The authors also point to the model’s potential for improving research and diagnosis in humans particularly for cancer and other gene-related diseases. As long as there is data, such as annotated images identifying cancer in tissues, researchers could train the AI model to do that work, Holder said.
“The network that we’ve designed is state-of-the-art,” Holder said. “We did comparisons to several other systems and other data sets for this paper, and it beat them all.”
Funding: This study received support from the John Templeton Foundation. Eric Nilsson, a WSU research assistant professor in the School of Biological Sciences, is also a co-author on this paper.
About this AI research news
Author: Sara Zaske
Source: Washington State University
Contact: Sara Zaske – Washington State University
Image: The image is credited to Neuroscience News
Original Research: Open access.
“Scalable deep learning artificial intelligence histopathology slide analysis and validation” by Michael Skinner et al. Scientific Reports
Abstract
Scalable deep learning artificial intelligence histopathology slide analysis and validation
Deep learning involves an artificial intelligence (AI) approach and has been shown to provide superior performance for automating image recognition tasks, as well as exceeding human capabilities in both time and accuracy.

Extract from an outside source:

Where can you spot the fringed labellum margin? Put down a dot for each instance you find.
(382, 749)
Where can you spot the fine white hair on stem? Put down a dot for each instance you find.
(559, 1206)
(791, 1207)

Histopathology diagnostics is one of the more popular challenges at the intersection of artificial intelligence, computer vision, and medicine.
Developing methods to automatically detect and identify pathologies in digitized histology slides imposes unique challenges due to the large size of these images and the complexity of the features present in biological tissue.
Most methods that are capable of human-level recognition in histopathology are tuned to a specific problem since the computational complexity exceeds that of traditional image classification problems.
In the current study, a deep learning approach is developed and presented that can be trained to locate and accurately classify different types of pathologies in gigapixel digitized histology slides along with completing the binary disease classification for the entire image.
The approach uses a novel pyramid tiling approach to take advantage of spatial awareness around the area to be classified, while maintaining efficiency and scalability for gigapixel images.
The approach is trained and validated on a wide variety of tissue types (i.e., testis, ovary, prostate, kidney) and pathologies taken from an epigenetically altered histology study at Washington State University.
The newly developed procedure was optimized and validated along with comparison and validation on public histology datasets.
The current developed procedure was found to be optimal and more reproducible when compared to manual procedures, and optimal to previous protocols that used fragmented tissue or slide analysis.
Observations demonstrate that the deep learning histopathology analysis is significantly more efficient and accurate than standard manual histopathology analysis.